On the ground: high streets, housing, and the human argument

Walk past the rusting shutters and the charity shops and you’ll find the stories that are driving votes here: long commutes, shuttered factories, and housing costs that make moving out of your parents’ home feel like an impossible dream. Burnham’s answer is emphatic: build council homes at scale.

“We need the biggest council house building programme since the Second World War,” he declared in an interview. “Spend the money where you get the biggest return — homes that are cheaper to rent and cheaper to run.” He pointed to a figure he says is available in the public accounts — roughly £39 billion — that, in his logic, could be redirected towards new social housing.

There’s palpable urgency behind the claim. Research from property consultancy Hamptons — cited widely by housing advocates — estimates a shortfall of around 800,000 homes over the past decade, a gap driven in part by stamp duty reforms that discouraged buy-to-let investment. Hamptons has calculated the average rent has climbed around 44% since 2016 while the supply of homes to let shrank roughly a quarter. The knock-on effect is stark: housing costs are a primary driver of household stress and poverty across many northern towns.

“We moved here so our kids could get a decent school,” said Marcus Holden, a primary schoolteacher and single father of two. “But with rents rising and wages stagnant, even teachers feel squeezed. If someone’s offering real houses, not just more glitzy flats for investors, people will listen.”

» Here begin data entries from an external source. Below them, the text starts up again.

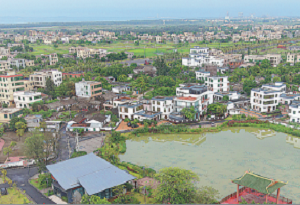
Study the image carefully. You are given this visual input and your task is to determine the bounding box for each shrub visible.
[71,151,87,158]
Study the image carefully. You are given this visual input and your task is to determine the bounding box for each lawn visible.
[30,41,255,57]
[0,188,32,204]
[133,192,155,204]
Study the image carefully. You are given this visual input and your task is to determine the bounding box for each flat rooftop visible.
[0,108,22,114]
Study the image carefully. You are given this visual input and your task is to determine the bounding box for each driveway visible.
[0,167,55,204]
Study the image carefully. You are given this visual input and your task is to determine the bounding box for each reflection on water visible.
[120,128,300,203]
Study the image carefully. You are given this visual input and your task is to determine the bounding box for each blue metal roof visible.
[47,153,135,195]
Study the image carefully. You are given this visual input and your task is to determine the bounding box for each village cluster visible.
[0,22,300,204]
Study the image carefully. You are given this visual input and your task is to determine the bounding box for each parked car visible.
[1,188,7,195]
[131,124,139,128]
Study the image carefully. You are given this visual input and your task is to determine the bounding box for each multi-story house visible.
[250,82,286,113]
[76,48,107,58]
[118,103,144,120]
[151,96,174,119]
[286,53,296,64]
[8,58,26,68]
[0,108,23,123]
[0,47,10,56]
[244,54,282,67]
[75,78,102,98]
[173,83,213,119]
[195,70,229,92]
[190,46,209,53]
[0,60,10,72]
[288,101,300,123]
[13,91,42,108]
[0,71,32,105]
[29,70,62,88]
[205,76,229,92]
[49,53,58,65]
[44,38,53,45]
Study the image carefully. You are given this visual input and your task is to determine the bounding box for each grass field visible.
[133,192,155,204]
[30,41,253,57]
[30,41,284,58]
[0,188,31,204]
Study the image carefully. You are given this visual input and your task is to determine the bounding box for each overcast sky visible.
[0,0,300,24]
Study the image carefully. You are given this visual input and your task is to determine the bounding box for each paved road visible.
[0,167,55,204]
[106,58,153,66]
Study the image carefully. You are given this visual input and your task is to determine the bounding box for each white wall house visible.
[182,53,224,67]
[111,86,130,94]
[195,70,229,92]
[151,96,174,119]
[214,91,241,101]
[190,46,209,53]
[250,82,286,112]
[118,103,144,120]
[13,91,42,108]
[289,101,300,123]
[75,79,102,98]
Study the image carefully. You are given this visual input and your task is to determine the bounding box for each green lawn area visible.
[29,179,47,190]
[133,192,155,204]
[0,188,32,204]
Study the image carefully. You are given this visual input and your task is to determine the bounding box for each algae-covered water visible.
[120,128,300,203]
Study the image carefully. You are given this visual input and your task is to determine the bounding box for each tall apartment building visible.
[76,48,107,58]
[289,101,300,123]
[0,47,10,55]
[13,91,42,108]
[0,71,32,105]
[173,83,214,119]
[195,70,229,92]
[0,60,10,72]
[250,82,286,112]
[49,53,58,65]
[151,96,174,119]
[29,70,62,88]
[75,79,102,98]
[182,46,224,67]
[0,108,23,123]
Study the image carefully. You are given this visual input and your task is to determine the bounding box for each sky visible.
[0,0,300,24]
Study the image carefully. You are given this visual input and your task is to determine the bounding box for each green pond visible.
[120,128,300,204]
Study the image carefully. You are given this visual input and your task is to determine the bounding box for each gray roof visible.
[47,153,135,195]
[152,96,174,101]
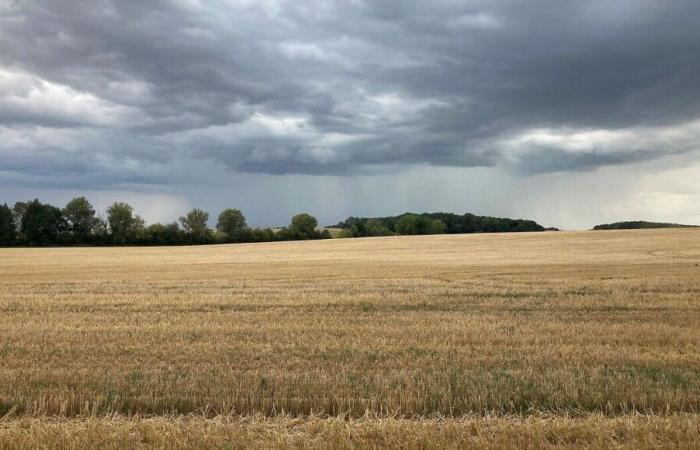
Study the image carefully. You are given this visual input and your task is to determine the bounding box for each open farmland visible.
[0,229,700,448]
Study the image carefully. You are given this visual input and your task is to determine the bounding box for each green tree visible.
[12,202,27,230]
[63,197,98,243]
[107,202,144,244]
[289,213,318,239]
[180,208,209,242]
[22,199,66,245]
[146,222,185,245]
[216,208,248,242]
[0,204,17,245]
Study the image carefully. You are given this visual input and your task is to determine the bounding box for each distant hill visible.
[593,220,698,230]
[333,212,545,237]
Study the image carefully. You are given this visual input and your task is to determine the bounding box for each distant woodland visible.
[0,197,545,246]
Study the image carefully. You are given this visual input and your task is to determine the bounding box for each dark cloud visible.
[0,0,700,184]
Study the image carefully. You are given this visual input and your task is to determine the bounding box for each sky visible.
[0,0,700,229]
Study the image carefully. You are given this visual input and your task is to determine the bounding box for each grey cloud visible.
[0,0,700,184]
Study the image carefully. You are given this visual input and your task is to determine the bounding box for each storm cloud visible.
[0,0,700,229]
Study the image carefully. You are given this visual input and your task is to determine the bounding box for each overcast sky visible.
[0,0,700,228]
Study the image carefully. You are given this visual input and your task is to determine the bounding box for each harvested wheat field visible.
[0,229,700,448]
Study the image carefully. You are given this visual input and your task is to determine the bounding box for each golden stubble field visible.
[0,229,700,448]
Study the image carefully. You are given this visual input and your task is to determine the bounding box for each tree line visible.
[0,197,331,246]
[593,220,698,230]
[335,213,545,237]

Campaign cast and the ugly edges of politics

The contest is cluttered. Reform UK has a candidate on the ground, and Nigel Farage, who helped turbocharge the Brexit debate nationally, has lent his bluster to the campaign. A tiny splinter group called Restore Britain is standing, too, and the Conservatives and Liberal Democrats both have hopefuls. The Greens briefly suffered a candidate collapse when a social-media post forced a last-minute withdrawal; the official Loony Party has also signed up — a reminder that British politics still cherishes its eccentricities.

“We’re used to messy politics,” said Joanne Riley, an unemployed factory worker sipping tea outside the town hall. “But this feels like it’s about more than who wins here. It’s about whether politicians actually listen to places like this ever again.”

Why the result matters beyond Makerfield

Here is the uncomfortable arithmetic: a Burnham defeat would be more than a local embarrassment for Labour. It could slow or even scuttle the government’s plans to nudge the UK closer to the EU economically — a process that has been slated for discussion at a summit due to take place soon. It would also add momentum to the party’s internal critics and hand ammunition to political rivals who argue Labour is out of step with working-class voters.

Conversely, a Burnham victory would give his camp breathing room and potentially put Labour’s plans to deepen trade and regulatory cooperation with the EU back on course — or at least give them political cover to keep trying.

So what should a single constituency decide? Is it right that one bye-election should carry the weight of a national policy debate? Should local people be asked to settle an argument that has global ramifications — about trade, migration, sovereignty, investment and the future of British industry?

Polling day: a small place with big consequences

On June 18, voters in Hinley Green, Platt Bridge, Abram, Ashton, Orrell and Winstanley will file into community centres and church halls and pull levers that a few observers hope will send ripples into the centre of British politics. The scene will be unmistakably local: folding tables, tea urns, the occasional dog in a carrier, and arguments overheard about potholes and GP waiting times.

“I don’t expect any grand, sweeping answers here,” said Emily Carter, a local councillor. “I expect people to vote their pocketbooks. But whoever wins will discover quickly that national ambitions are taxed by local expectations. That, perhaps, is the most honest thing in British politics.”

So watch Makerfield if you care about where Britain goes next. Watch the smoke and the symbolism. But most of all, listen to the people whose lives this election is meant to change — the ones who have always been in the field. What happens here on a cool June day might tell us as much about Britain’s future as any summit table ever could.